Tales enfrentamientos favorecen, de manera inevitable, a intereses foráneos y
sus agentes internos. Lo paradójico es que nadie ha sido capaz de mostrar la
línea de separación entre un indígena y un mestizo. Por el contrario, su
articulación es el único camino para evitar que Bolivia desaparezca. Al
enfrentar a "ponchos y corbatas" (de acuerdo a la feliz caracterización de Evo
Morales), se ha quebrado la base de convivencia social. La soberbia de los
ideólogos del indigenismo a ultranza, tan amigos de Soros como de las ONG,
precipitó al país en el rentismo de los bonos, en la exportación de capitales y
en el desgobierno, así como, de acuerdo al recuento de Alex Contreras, ex
vocero de la Presidencia de la República, en la corrupción, la división interna,
la violencia, la censura de prensa y la desinformación. La ruptura de esa
convivencia ha brindado a la oligarquía de Santa Cruz el pretexto que necesitaba
para impulsar su viejo anhelo separatista y manipular en su beneficio el
legítimo anhelo de autonomía del departamento con unidad nacional del pueblo
cruceño. Ha permitido que el gobierno, que decía ser la muralla de la unidad
nacional, se ufane de llamar en su auxilio a los cancilleres de Brasil,
Argentina y Colombia, así como a representantes de organismos internacionales.

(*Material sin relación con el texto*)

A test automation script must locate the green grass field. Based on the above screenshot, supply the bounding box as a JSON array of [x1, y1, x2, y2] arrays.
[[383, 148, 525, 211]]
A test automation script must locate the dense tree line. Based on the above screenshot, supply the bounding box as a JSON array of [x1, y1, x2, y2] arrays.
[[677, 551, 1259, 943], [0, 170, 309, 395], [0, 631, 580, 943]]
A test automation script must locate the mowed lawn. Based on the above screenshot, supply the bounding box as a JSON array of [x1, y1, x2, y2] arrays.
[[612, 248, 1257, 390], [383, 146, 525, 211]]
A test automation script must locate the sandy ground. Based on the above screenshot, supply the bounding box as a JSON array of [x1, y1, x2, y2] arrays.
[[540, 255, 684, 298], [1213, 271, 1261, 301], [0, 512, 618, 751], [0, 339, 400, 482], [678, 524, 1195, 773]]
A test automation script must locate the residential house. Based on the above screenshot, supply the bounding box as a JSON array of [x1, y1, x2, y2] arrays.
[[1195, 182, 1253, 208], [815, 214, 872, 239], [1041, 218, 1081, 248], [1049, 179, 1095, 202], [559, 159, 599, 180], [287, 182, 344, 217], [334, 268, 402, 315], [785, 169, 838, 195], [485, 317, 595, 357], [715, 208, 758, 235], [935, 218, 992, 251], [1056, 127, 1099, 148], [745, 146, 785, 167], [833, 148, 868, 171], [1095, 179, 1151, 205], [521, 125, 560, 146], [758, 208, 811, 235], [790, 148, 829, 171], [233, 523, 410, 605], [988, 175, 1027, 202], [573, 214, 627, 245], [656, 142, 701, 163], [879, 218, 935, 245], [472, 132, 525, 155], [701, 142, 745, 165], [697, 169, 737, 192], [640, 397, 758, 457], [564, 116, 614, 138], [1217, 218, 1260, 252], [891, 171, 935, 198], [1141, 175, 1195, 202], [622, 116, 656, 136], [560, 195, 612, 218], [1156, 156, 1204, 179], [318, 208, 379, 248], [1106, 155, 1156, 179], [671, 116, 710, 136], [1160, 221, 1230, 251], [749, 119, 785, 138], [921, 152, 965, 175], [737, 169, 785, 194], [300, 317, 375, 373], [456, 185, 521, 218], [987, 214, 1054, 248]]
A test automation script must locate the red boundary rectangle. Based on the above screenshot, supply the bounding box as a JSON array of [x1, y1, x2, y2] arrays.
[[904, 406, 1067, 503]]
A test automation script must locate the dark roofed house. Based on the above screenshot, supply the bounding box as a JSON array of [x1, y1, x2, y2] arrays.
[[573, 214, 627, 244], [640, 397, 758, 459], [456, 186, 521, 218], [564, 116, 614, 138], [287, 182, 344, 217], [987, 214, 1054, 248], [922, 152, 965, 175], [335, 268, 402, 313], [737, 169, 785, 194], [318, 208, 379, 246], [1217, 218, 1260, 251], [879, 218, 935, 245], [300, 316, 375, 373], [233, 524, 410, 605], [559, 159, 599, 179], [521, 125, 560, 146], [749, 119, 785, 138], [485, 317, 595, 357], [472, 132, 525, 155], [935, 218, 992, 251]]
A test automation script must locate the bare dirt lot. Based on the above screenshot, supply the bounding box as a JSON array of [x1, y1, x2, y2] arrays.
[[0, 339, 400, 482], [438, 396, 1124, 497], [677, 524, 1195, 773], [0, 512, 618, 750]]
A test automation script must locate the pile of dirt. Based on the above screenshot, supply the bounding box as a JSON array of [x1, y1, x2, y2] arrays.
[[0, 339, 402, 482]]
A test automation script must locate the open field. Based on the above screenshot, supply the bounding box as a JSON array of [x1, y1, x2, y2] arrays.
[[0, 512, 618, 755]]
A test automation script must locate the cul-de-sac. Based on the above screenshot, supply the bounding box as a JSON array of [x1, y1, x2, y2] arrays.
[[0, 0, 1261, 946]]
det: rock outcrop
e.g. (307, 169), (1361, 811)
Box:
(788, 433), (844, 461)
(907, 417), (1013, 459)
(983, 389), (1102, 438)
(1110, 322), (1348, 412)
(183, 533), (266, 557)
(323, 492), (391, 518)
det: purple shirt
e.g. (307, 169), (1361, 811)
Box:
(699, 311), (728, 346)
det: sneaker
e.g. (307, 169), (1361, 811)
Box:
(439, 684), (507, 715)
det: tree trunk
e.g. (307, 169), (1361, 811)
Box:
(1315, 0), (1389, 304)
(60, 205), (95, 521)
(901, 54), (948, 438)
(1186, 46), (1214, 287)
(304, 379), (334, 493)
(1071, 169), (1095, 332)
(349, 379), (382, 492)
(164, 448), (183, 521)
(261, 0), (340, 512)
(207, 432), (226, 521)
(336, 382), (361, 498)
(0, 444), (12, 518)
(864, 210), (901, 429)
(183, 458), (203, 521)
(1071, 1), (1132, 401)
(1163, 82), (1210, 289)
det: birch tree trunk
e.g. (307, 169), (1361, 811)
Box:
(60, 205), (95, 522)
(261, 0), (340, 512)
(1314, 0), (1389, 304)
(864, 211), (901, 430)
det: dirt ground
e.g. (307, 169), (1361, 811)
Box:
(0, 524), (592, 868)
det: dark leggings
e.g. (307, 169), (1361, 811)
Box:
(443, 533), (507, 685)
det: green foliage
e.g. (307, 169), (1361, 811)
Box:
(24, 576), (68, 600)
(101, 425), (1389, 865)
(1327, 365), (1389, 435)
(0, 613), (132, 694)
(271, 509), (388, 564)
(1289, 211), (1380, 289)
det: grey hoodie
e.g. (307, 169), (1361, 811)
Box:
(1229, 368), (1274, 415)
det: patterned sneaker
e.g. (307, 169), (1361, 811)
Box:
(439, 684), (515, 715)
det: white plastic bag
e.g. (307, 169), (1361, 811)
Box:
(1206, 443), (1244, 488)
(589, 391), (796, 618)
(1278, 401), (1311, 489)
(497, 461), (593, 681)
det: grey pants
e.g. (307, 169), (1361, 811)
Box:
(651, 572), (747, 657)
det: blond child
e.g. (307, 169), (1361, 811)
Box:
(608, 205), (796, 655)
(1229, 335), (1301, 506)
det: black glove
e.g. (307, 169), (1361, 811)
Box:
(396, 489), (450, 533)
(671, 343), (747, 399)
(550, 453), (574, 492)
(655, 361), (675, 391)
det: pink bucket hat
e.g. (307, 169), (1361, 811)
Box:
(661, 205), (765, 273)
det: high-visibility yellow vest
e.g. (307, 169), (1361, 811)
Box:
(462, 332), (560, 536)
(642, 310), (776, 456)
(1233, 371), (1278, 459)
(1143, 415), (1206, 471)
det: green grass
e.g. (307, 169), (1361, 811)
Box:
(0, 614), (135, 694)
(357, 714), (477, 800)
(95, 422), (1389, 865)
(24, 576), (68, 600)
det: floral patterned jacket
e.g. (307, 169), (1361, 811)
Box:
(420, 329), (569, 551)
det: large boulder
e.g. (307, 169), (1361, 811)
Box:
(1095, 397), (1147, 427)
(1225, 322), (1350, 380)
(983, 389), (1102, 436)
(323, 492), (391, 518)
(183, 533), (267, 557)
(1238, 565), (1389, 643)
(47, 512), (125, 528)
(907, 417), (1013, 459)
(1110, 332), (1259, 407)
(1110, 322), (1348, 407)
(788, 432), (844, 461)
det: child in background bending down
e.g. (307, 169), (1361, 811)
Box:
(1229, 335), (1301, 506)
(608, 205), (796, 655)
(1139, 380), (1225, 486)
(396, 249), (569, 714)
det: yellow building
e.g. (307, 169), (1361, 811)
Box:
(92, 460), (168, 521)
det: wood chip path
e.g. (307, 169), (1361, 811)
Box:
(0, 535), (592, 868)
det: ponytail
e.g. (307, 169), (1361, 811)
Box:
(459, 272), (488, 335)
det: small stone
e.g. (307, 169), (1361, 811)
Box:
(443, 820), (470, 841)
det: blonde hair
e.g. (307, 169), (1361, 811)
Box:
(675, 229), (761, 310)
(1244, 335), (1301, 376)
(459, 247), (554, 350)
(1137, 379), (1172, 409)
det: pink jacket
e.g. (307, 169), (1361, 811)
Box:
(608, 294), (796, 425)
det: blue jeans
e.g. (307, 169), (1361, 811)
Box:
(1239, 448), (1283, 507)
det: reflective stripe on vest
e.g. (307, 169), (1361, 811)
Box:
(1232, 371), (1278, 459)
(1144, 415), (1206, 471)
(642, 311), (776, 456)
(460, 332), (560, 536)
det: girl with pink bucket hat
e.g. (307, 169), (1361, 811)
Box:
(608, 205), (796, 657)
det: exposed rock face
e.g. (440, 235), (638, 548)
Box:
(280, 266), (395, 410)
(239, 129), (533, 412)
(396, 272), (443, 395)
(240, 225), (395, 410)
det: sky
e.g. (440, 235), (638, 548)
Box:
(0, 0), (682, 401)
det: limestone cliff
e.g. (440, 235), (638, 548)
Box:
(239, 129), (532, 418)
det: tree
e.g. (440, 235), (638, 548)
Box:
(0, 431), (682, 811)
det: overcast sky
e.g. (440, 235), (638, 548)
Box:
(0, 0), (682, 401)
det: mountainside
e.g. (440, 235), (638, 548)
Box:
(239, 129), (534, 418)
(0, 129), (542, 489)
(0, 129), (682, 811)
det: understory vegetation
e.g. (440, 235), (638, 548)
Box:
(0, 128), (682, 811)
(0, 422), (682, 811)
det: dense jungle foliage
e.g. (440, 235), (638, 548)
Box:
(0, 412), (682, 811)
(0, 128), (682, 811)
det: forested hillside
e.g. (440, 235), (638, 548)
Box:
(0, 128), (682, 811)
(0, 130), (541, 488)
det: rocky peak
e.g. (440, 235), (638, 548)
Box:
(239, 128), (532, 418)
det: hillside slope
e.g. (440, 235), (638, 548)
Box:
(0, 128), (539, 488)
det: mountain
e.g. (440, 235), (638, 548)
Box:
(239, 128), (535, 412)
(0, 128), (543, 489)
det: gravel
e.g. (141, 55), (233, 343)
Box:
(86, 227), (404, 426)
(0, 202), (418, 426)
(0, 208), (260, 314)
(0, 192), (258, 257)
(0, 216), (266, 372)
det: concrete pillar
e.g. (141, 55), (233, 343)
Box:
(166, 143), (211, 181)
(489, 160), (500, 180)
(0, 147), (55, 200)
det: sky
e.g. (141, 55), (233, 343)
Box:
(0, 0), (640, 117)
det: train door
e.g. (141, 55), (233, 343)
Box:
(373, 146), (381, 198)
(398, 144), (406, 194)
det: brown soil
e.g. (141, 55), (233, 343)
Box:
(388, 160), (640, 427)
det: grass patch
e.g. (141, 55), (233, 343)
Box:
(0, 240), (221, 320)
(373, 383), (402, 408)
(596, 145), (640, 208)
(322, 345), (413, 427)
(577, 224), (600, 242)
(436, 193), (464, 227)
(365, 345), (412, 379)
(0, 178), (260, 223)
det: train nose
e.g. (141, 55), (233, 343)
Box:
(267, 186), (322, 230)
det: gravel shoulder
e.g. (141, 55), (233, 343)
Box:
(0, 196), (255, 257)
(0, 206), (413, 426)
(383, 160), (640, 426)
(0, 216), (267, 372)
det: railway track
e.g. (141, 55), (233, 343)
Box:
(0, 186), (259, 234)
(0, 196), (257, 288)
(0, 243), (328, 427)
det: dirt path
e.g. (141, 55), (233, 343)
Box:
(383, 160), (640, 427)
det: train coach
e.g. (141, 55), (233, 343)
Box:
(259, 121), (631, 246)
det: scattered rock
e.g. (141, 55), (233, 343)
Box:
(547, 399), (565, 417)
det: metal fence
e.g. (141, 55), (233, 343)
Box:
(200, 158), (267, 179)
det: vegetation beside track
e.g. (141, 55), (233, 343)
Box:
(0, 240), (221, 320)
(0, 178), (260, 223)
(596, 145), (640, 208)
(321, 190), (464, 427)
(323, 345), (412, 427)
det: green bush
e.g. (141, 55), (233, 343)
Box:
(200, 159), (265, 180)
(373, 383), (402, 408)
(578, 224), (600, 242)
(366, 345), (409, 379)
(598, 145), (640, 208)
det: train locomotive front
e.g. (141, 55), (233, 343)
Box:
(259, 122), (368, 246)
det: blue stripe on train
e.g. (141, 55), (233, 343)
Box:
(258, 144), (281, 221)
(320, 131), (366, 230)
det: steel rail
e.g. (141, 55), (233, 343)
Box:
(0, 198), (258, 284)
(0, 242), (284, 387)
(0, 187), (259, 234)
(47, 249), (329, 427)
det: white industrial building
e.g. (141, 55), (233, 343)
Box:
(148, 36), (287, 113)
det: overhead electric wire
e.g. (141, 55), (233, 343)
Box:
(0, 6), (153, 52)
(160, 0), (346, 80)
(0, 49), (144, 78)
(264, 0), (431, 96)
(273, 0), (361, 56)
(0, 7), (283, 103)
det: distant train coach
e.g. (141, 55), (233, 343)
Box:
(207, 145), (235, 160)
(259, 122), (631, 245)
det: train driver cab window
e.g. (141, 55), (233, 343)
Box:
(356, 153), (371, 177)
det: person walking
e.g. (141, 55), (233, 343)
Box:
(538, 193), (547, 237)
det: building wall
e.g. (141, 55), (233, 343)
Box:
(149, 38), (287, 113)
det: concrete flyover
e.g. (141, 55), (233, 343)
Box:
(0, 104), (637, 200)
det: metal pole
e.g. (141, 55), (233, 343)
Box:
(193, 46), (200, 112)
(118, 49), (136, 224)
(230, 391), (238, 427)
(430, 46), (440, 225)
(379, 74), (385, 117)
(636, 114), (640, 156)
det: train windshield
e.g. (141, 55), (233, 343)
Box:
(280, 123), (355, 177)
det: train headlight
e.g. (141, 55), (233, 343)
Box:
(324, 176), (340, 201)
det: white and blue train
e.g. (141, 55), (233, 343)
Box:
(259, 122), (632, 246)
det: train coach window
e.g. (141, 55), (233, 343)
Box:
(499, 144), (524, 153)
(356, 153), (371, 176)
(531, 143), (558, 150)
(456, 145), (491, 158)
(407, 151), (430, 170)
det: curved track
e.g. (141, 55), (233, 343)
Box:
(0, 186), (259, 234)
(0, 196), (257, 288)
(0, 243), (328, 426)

A su vez, la oposición de derecha pidió auxilio a EE.UU. y el senador Oscar
Ortiz, de PODEMOS (el partido político más conservador del país), fue a pedir
ayuda al Presidente peruano Alan García. Unos y otros pretenden ignorar que el
Nuevo Orden Mundial ha decidido hacer desaparecer a los Estados nacionales de
los países periféricos. Y Bolivia corre el riesgo de ser la primera víctima de
ese perverso objetivo en nuestro continente ASR.